Indomethacin therapy for PDA is efficacious in closing a patent ductus arteriosus (PDA), but it is not without risks or side effects. Indomethacin, acting by the same mechanisms that lead to ductal closure, alters renal and gastrointestinal perfusion. Its use can result in transient or permanent renal dysfunction (1,2,9). Oliguria is related to the inhibition of two cyclooxygenase enzymes (COX-1 and COX-2), which are involved in the physiologic functioning of the kidney and other tissues (3). Indomethacin also has been associated with the development of necrotizing enterocolitis and gastrointestinal hemorrhage (4).

These acute side effects are important, but the risks are generally thought to be acceptable because of the many benefits of improved cardiovascular status and clinical stability. These benefits are thought to relate to the fact that indomethacin treatment will decrease the incidence of IVH in preterm infants. A large multicenter trial (5) demonstrated that indomethacin decreased both the incidence and severity of IVH, and early low-dose indomethacin improved survival better than placebo.

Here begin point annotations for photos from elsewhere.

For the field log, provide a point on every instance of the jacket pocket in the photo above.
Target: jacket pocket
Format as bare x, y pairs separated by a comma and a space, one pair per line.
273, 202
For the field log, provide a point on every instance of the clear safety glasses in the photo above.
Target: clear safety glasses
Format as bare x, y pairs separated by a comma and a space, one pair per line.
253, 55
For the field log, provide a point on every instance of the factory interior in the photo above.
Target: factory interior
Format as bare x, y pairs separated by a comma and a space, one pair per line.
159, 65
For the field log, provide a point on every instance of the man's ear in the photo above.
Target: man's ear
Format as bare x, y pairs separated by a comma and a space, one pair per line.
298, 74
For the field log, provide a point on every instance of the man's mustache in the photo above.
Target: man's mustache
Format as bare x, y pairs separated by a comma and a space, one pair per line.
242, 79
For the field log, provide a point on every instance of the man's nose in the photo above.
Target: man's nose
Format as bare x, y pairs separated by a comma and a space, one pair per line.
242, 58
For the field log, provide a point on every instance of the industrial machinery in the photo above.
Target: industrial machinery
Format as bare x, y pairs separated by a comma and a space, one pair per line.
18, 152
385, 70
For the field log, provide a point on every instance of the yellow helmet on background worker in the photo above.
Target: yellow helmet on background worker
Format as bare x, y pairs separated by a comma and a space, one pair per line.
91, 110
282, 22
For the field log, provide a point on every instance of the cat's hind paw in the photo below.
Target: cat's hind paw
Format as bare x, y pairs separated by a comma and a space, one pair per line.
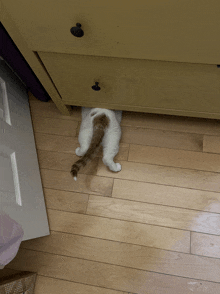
78, 151
118, 166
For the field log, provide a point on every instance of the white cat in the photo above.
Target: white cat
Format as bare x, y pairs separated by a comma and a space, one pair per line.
98, 126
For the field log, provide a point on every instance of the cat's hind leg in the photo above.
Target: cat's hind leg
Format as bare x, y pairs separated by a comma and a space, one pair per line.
85, 137
110, 150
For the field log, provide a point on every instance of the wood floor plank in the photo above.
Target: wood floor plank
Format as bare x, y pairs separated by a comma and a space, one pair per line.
206, 245
54, 126
126, 255
211, 144
67, 144
63, 161
171, 123
57, 143
112, 276
172, 217
48, 285
162, 138
164, 175
136, 119
98, 250
61, 180
166, 195
175, 158
119, 230
65, 200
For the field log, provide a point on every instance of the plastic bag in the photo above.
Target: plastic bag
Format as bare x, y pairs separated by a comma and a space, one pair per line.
11, 235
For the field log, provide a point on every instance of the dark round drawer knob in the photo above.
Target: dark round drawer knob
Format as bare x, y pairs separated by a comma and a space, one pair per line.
96, 87
77, 31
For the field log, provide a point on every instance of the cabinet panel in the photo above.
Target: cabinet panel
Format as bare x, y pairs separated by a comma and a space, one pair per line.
183, 31
133, 84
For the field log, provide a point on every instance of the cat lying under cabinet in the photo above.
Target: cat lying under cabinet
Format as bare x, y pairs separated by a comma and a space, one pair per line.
98, 126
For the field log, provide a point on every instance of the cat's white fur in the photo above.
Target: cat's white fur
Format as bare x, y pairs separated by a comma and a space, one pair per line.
111, 139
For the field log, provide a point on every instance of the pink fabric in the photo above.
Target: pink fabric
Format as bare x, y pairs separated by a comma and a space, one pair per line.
11, 235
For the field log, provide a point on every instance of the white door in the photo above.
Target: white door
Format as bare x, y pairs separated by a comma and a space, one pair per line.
21, 193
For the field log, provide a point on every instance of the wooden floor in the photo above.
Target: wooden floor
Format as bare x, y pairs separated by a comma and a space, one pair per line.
153, 228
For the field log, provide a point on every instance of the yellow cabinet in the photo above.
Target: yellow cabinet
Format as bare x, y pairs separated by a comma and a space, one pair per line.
135, 84
150, 56
171, 30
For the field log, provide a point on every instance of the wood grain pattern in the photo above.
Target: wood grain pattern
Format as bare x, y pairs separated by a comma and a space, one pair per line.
206, 245
176, 158
50, 285
211, 144
152, 227
178, 218
119, 230
165, 175
166, 195
110, 276
128, 255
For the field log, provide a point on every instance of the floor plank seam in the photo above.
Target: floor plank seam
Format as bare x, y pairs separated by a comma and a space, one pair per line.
122, 266
124, 220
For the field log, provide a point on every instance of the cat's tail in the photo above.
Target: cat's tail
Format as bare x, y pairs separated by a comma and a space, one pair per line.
100, 123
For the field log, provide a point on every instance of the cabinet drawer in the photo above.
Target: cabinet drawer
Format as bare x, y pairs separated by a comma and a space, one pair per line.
183, 30
138, 85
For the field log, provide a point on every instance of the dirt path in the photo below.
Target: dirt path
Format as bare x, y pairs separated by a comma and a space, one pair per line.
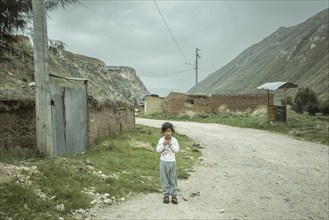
246, 174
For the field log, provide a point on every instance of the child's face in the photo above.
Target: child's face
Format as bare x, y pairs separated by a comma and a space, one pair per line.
167, 133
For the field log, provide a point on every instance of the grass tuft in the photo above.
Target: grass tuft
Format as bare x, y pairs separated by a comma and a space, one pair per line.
120, 166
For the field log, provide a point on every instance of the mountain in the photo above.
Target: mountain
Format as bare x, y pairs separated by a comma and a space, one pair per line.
104, 82
297, 54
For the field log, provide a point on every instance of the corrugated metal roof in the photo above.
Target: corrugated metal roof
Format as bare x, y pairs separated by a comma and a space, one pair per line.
277, 85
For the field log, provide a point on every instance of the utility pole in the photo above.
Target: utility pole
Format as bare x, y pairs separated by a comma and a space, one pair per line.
196, 64
44, 139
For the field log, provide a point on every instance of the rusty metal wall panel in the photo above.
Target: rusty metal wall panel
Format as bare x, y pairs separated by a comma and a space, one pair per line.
57, 111
75, 105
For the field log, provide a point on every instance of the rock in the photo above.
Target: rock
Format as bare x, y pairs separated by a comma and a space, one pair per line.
32, 84
60, 208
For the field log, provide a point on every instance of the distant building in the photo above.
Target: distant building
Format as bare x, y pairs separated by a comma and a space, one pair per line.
181, 103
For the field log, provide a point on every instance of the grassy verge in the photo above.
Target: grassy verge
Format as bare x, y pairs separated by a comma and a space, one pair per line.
120, 166
299, 126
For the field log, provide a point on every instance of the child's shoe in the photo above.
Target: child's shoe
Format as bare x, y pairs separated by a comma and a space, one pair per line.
174, 200
166, 199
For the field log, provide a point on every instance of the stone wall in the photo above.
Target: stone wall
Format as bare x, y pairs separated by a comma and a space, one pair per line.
109, 119
17, 122
177, 103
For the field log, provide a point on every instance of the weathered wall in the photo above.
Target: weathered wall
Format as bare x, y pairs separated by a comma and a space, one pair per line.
182, 103
153, 104
17, 122
111, 119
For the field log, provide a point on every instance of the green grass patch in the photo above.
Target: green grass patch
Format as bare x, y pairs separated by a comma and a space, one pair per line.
299, 126
120, 165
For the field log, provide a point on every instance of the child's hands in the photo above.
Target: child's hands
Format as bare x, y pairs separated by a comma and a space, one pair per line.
167, 142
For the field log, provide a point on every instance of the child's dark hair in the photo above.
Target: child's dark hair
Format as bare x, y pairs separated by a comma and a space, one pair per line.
167, 125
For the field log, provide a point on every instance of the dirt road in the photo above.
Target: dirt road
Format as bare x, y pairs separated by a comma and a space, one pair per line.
245, 174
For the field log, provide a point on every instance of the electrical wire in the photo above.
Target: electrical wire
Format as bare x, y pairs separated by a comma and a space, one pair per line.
181, 51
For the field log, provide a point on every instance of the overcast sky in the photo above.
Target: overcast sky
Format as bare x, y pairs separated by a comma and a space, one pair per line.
132, 33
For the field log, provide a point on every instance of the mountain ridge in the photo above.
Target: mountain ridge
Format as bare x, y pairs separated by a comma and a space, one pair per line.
298, 54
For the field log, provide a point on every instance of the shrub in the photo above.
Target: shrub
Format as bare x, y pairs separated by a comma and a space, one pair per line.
324, 107
306, 100
290, 101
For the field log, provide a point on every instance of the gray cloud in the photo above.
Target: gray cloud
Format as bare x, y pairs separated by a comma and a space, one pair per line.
132, 33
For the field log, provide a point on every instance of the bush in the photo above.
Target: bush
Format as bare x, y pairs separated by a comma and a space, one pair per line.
290, 101
324, 107
306, 100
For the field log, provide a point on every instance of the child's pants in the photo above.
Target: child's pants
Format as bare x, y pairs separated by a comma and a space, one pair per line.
168, 176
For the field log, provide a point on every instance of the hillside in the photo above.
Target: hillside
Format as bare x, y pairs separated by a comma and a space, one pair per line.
104, 83
298, 54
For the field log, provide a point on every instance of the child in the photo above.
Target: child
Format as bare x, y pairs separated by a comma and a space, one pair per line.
168, 146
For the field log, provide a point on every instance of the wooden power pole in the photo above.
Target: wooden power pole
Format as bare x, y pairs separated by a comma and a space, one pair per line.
44, 139
196, 64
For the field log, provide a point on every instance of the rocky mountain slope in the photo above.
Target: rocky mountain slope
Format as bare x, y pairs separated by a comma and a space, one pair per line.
298, 54
104, 83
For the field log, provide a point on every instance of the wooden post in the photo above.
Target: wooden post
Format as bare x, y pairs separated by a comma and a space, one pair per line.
285, 95
44, 139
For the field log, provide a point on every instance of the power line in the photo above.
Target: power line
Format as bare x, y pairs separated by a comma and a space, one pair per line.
171, 32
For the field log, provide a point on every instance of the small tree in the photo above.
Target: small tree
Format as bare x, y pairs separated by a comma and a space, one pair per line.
324, 107
290, 101
306, 101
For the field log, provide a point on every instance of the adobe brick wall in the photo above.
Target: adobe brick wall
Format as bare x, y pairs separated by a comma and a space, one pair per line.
109, 120
17, 122
177, 103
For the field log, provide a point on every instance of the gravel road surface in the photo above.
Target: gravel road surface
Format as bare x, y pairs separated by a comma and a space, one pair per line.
245, 174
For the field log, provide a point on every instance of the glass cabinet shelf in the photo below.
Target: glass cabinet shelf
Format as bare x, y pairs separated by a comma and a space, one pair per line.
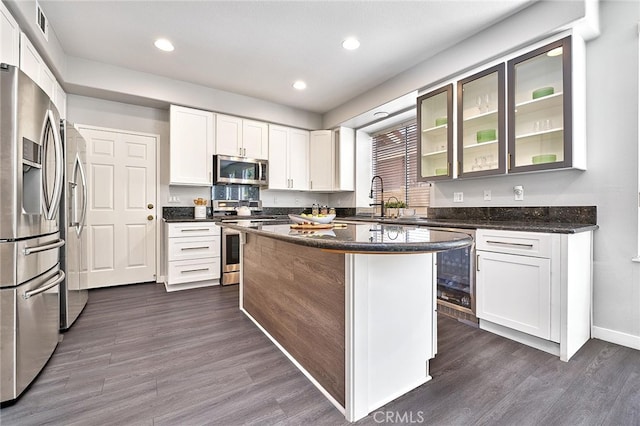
540, 108
435, 112
481, 123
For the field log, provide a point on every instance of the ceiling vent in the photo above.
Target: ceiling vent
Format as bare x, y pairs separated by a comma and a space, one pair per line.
42, 21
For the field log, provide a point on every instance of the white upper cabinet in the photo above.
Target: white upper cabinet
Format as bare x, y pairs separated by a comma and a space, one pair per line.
9, 38
299, 159
321, 160
344, 140
331, 160
241, 138
255, 139
191, 146
32, 64
228, 135
60, 100
288, 158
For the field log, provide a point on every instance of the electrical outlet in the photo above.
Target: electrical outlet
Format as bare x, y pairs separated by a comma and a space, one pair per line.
518, 193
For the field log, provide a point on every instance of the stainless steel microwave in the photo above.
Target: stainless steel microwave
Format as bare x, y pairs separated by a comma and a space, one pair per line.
239, 170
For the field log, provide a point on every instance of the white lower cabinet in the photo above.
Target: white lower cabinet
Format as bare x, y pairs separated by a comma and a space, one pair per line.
515, 291
193, 255
535, 288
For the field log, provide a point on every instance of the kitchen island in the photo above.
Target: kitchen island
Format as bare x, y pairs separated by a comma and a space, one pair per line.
352, 307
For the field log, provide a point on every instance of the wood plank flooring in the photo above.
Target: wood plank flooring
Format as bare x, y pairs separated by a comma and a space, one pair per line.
141, 356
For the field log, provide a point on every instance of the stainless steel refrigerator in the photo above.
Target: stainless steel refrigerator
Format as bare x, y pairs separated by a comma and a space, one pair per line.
31, 187
73, 290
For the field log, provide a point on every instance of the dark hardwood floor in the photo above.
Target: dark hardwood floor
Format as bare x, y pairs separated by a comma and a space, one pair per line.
141, 356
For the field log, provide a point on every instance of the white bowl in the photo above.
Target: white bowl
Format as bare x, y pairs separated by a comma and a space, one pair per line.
314, 219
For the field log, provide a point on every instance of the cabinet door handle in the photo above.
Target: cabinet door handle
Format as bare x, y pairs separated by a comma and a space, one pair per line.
502, 243
194, 270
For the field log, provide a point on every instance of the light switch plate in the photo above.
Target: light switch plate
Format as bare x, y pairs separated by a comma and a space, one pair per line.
518, 193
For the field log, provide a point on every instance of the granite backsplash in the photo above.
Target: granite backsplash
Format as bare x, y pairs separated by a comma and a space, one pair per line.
547, 214
188, 212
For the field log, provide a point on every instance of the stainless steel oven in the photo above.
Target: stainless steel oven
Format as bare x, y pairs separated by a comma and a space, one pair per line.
230, 257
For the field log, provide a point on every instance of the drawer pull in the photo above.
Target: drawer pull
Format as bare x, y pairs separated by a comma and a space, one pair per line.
194, 270
502, 243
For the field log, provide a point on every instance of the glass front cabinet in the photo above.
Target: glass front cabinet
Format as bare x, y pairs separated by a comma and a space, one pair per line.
481, 123
525, 114
540, 115
435, 150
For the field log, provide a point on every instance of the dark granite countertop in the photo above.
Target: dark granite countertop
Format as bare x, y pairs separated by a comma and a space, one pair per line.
362, 237
515, 225
561, 219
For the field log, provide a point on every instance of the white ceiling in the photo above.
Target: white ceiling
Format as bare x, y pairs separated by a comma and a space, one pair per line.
259, 48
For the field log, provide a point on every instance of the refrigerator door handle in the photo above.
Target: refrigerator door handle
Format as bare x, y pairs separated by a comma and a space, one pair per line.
36, 249
85, 196
52, 209
45, 287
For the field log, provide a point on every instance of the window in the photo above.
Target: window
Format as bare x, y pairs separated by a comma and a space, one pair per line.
394, 159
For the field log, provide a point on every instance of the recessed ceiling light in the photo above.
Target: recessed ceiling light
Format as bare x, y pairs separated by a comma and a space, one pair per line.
351, 43
555, 52
164, 44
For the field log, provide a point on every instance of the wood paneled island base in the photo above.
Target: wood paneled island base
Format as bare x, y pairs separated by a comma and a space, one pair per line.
297, 295
361, 326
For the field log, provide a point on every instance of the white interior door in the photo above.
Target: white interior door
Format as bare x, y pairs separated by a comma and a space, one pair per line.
121, 215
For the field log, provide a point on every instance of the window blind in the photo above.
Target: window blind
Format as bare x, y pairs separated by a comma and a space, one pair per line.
395, 160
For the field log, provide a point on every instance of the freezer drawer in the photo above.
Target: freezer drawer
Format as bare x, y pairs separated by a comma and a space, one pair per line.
29, 319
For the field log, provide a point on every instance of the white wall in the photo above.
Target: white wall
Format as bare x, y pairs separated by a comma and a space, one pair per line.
121, 116
610, 181
535, 22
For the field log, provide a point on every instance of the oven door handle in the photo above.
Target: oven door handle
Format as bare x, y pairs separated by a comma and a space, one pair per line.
45, 287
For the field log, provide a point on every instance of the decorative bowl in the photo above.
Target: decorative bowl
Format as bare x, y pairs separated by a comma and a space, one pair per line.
543, 158
312, 219
486, 135
542, 92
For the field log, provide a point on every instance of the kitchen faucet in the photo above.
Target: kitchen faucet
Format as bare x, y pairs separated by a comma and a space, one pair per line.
381, 203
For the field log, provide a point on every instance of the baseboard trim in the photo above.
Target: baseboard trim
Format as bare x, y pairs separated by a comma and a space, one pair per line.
617, 337
296, 363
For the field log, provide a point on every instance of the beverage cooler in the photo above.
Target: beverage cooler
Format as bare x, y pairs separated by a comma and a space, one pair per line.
456, 280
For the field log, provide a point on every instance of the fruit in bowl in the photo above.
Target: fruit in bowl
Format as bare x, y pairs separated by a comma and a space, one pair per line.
309, 218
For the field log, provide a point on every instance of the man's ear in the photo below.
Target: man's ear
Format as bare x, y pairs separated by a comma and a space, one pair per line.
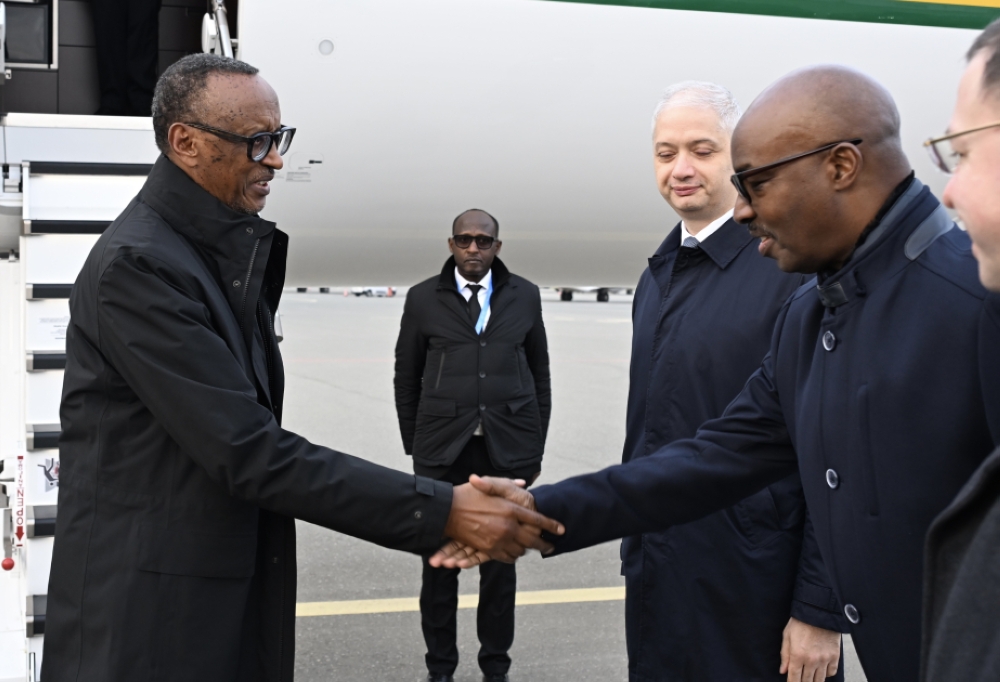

The long-term effects of this therapy have been the subjects of concern, because indomethacin has been shown to transiently lower cerebral blood flow in preterm infants. The worry has been that while preventing IVH, the risk of brain ischemia could be increased (6). Two important recent studies have examined the long-term effects of indomethacin therapy. The first study involved further follow-up of children enrolled in the large early indomethacin trial (5), followed to school age. These children had been evaluated at age 36 months, at which time there was no evidence of increased cognitive impairment in indomethacin-treated children (7).

The neurodevelopmental assessments of the infants demonstrated the indomethacin-treated children had no adverse neurodevelopmental sequelae as they approached school age. Only 7% of the children suffered cerebral palsy, in both the indomethacin and placebo treated groups. The study did find that 28% of the children did have measured IQ values below the normal, and other measures of subnormal development. It was true that the proportion of children with minor or no developmental handicap was significantly smaller in the indomethacin group, which may translate into better overall development and social skills.

In the second study (8), infants of birth weights between 500 and 999g were randomized to receive either indomethacin or placebo daily for three days. The risk of death or survival with impairments was equal in both groups. The indomethacin treated group had a significantly lower incidence of patent ductus arteriosus and of severe periventricular and intraventricular hemorrhage (IVH/PVH), but the incidence of white matter injury was not changed. It appears that this white matter injury correlates with the observed neurologic impairments. Because the overall incidence of severe IVH/PVH was low in both groups (9% in the indomethacin group and 13% in the placebo group), the small absolute reduction in incidence did not significantly alter or lower the overall risk of neurologic impairment. The authors caution that while prophylactic indomethacin can be done safely and in an efficacious manner, there is no apparent protection from neurologic impairments.